Sunday, February 3, 2013

As the Eurozone tries to turn the corner, one member nation continues to lag

It increasingly looks as though the Eurozone's overall economy is close to bottoming out (as discussed here). This improvement may turn out to be transient, but it's real nevertheless. As an example, the January manufacturing PMI numbers are still in a contraction mode, but the trend is no longer downward.

Source: Markit

Markit (Chris Williamson): - The Eurozone economic picture continues to brighten, with the final reading of the manufacturing PMI for January coming in ahead of the earlier flash estimate. The survey continues to signal an overall deterioration of business conditions, but rose to an 11-month high to suggest that the industrial sector is close to stabilising after contracting throughout much of last year.

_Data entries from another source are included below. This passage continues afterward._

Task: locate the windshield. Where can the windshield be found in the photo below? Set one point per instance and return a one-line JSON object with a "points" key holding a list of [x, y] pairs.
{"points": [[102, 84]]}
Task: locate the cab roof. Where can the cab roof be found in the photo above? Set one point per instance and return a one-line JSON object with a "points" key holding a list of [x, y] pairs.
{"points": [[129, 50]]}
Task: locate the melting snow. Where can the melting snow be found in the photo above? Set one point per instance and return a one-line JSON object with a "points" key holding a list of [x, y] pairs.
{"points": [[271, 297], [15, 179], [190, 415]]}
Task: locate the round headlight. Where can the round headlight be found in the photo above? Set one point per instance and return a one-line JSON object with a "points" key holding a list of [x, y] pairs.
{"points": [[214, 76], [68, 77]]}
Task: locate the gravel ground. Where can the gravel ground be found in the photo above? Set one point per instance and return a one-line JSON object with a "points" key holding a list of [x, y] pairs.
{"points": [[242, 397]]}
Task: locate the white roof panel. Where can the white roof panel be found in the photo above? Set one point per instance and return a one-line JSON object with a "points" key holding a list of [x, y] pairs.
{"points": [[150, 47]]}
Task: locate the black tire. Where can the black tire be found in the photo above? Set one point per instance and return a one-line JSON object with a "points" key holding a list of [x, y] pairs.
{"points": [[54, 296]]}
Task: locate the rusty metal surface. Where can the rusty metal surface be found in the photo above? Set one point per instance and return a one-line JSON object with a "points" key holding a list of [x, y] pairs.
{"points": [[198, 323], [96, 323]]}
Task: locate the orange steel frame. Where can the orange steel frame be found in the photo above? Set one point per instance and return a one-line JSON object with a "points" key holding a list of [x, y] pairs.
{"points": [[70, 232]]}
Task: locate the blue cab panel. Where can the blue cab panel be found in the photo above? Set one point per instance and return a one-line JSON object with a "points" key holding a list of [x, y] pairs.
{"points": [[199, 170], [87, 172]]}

The improvement was led by Germany, which saw the strongest gain in output of all eurozone states, but rising exports are also helping to revive the manufacturing sectors of other countries, most notably Spain and Italy.
There is however a major exception to this trend - one that exists in the Eurozone's "core". The exception is France, whose economic conditions continue to deteriorate.
Markit (Jack Kennedy): - The deterioration in French manufacturing sector business conditions continued in January. The fact that new orders fell at the sharpest rate for nearly four years is a particularly concerning development and suggests further steep falls in output are likely as we progress throughout the first quarter. Confidence seems to have evaporated in the face of an increasingly uncertain economic environment, leading manufacturers to make sharper cuts to employment, purchasing and input stocks in the latest survey period.
In fact the trends in the composite PMI measures for France vs. the rest of the Eurozone have diverged.

Source: JPMorgan

Poor competitiveness continues to be one of the key issues (as discussed here).
JPMorgan: - A longstanding issue for the corporate sector is its lack of competitiveness. This concern is best illustrated by the European Commission survey data, which show that an increasing number of French firms are expressing a lack of competitive advantage in both domestic and foreign markets. The French trade deficit seen since mid-2004 partly corroborates this argument. Competitiveness issues are part of a broader problem facing France: anemic potential growth (the government assumes potential growth at 1.6% oya) and the structural changes that would be required to raise it.
With France's government now representing almost 57% of the nation's overall economic activity, the much needed austerity measures will be a major drag on the GDP growth going forward. And some of the Socialist government's heavy-handed policies (particularly with respect to taxation) are not helping either.